| Duress Duress in the
context of contract law is a common law defence, and if
you are successful in proving that the contract is
vitiated by duress, you can rescind the contract, since
it is then voidable.
Duress in contract law (in Australia at least) falls into
two broad categories:
* Physical duress, and
* Economic duress
Physical
duress
Duress to the person
In Barton v. Armstrong [1976] AC 104, a decision of the
Privy Council, Armstrong threatened to kill Barton if he
did not sign a contract, which was set aside due to
duress to the person. An innocent party wishing to set
aside a contract for duress to the person need only to
prove that the threat was made and that it was a reason
for entry into the contract; the onus of proof then
shifts to the other party to prove that the threat had no
effect in causing the party to enter into the contract.
Duress to goods
In such cases, one party refuses to release the goods
belonging to the other party until the other party enters
into a contract with them.

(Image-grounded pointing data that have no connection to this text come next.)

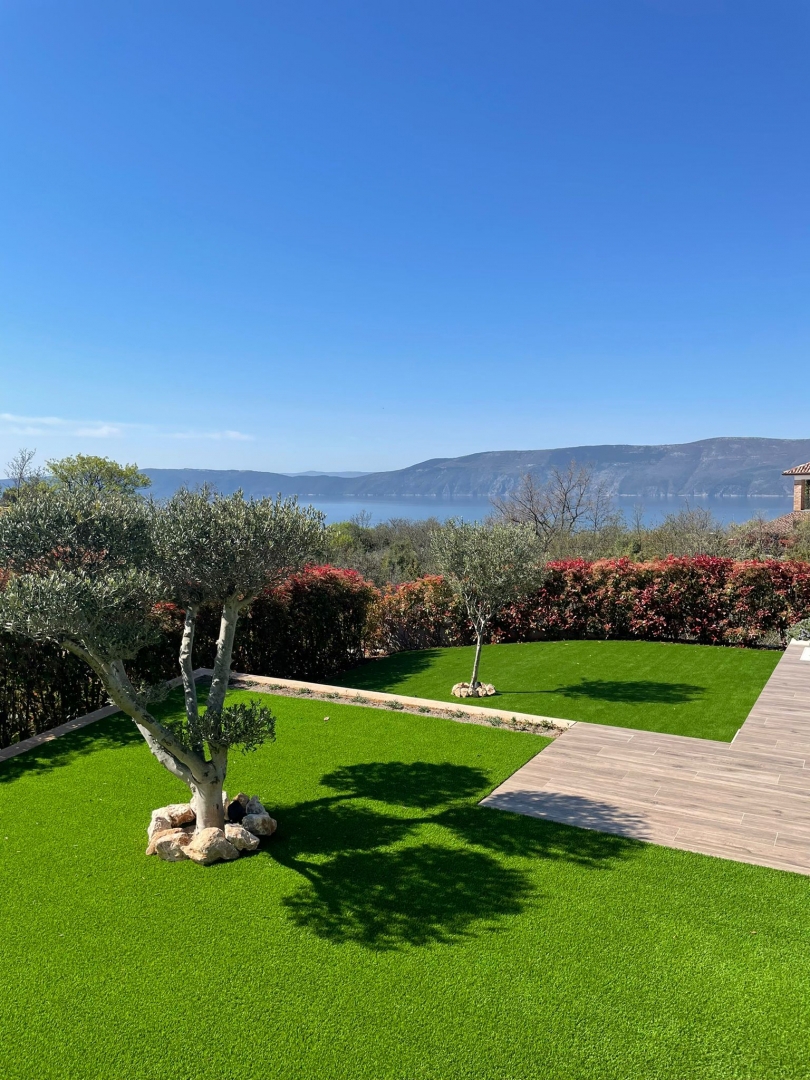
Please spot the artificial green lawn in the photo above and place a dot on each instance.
(700, 690)
(391, 929)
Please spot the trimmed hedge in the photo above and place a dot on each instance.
(324, 620)
(702, 598)
(310, 626)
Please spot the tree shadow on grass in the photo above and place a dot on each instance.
(603, 836)
(413, 895)
(381, 892)
(115, 732)
(626, 692)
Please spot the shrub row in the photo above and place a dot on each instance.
(310, 626)
(705, 599)
(323, 620)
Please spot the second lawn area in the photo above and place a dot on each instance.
(700, 690)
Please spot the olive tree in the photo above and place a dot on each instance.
(487, 566)
(86, 572)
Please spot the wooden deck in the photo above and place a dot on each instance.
(747, 800)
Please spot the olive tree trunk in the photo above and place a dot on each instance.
(204, 778)
(476, 661)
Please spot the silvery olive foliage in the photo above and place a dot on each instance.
(208, 549)
(488, 566)
(85, 569)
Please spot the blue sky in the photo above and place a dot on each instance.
(347, 234)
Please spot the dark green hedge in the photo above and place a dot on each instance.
(309, 628)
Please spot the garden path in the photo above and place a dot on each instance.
(747, 800)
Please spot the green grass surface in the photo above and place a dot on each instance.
(699, 690)
(391, 930)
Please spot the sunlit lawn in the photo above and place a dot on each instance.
(391, 929)
(705, 691)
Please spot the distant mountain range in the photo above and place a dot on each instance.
(711, 467)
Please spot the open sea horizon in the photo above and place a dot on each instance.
(726, 509)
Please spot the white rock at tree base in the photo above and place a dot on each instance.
(171, 846)
(259, 824)
(211, 846)
(240, 837)
(464, 690)
(171, 817)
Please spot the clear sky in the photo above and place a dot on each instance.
(296, 234)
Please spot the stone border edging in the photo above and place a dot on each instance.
(351, 697)
(294, 688)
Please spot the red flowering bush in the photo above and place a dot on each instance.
(701, 598)
(417, 615)
(310, 626)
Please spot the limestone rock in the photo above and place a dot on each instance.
(464, 690)
(241, 839)
(259, 824)
(171, 846)
(158, 825)
(211, 846)
(171, 817)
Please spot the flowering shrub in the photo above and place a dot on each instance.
(702, 598)
(417, 615)
(310, 626)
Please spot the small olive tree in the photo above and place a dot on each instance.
(86, 572)
(487, 566)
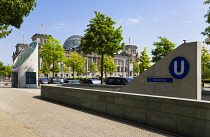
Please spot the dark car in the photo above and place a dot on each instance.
(43, 80)
(67, 80)
(91, 81)
(118, 80)
(54, 80)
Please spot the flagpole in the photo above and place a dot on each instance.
(23, 39)
(41, 27)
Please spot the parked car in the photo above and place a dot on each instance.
(118, 80)
(91, 81)
(54, 80)
(74, 82)
(43, 80)
(67, 80)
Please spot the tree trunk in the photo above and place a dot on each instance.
(73, 72)
(102, 65)
(53, 68)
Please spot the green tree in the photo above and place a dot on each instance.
(2, 68)
(162, 49)
(206, 32)
(102, 38)
(108, 66)
(45, 69)
(12, 13)
(92, 68)
(144, 60)
(76, 62)
(8, 70)
(136, 68)
(52, 53)
(205, 59)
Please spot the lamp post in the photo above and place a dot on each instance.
(86, 67)
(129, 56)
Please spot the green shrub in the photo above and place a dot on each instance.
(206, 80)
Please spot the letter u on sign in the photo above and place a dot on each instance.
(179, 67)
(176, 68)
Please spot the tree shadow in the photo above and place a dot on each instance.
(136, 125)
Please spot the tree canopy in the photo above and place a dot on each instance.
(102, 38)
(206, 32)
(136, 68)
(12, 13)
(92, 67)
(144, 60)
(162, 49)
(76, 62)
(52, 53)
(5, 70)
(109, 65)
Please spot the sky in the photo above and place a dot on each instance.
(143, 21)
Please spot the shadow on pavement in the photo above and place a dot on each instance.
(136, 125)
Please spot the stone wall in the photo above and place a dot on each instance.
(185, 117)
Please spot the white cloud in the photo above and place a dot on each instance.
(129, 21)
(59, 26)
(133, 20)
(187, 21)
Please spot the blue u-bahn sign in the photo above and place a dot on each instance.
(179, 67)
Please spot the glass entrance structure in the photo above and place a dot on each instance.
(25, 67)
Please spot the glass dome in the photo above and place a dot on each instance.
(72, 42)
(23, 56)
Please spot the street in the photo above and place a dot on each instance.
(27, 114)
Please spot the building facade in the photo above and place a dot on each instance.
(72, 44)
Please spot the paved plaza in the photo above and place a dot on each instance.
(23, 113)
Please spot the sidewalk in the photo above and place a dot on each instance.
(11, 128)
(24, 114)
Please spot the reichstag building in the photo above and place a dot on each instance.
(72, 44)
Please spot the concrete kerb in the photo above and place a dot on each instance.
(164, 113)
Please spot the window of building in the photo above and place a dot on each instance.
(30, 77)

For example, in Hawker Pacific
Pty Ltd v Helicopter Charter Pty Ltd (1991) 22 NSWLR 298,
the contract was set aside after Hawker Pacific's threats
to withhold the helicopter from the plaintiff unless
further payments were made for repairing a botched paint
job.
[edit]
Economic
duress
Although hard bargaining occurs legitimately in
commercial situations, there is a point where it becomes
economic duress. Putting aside issues of consideration,
this often involves one party threatening to breach an
existing contract between the two parties unless the
innocent party agrees to enter into another contract. The
contract is voidable if the innocent party can prove that
it had no other practical choice (as opposed to legal
choice) but to agree to the contract.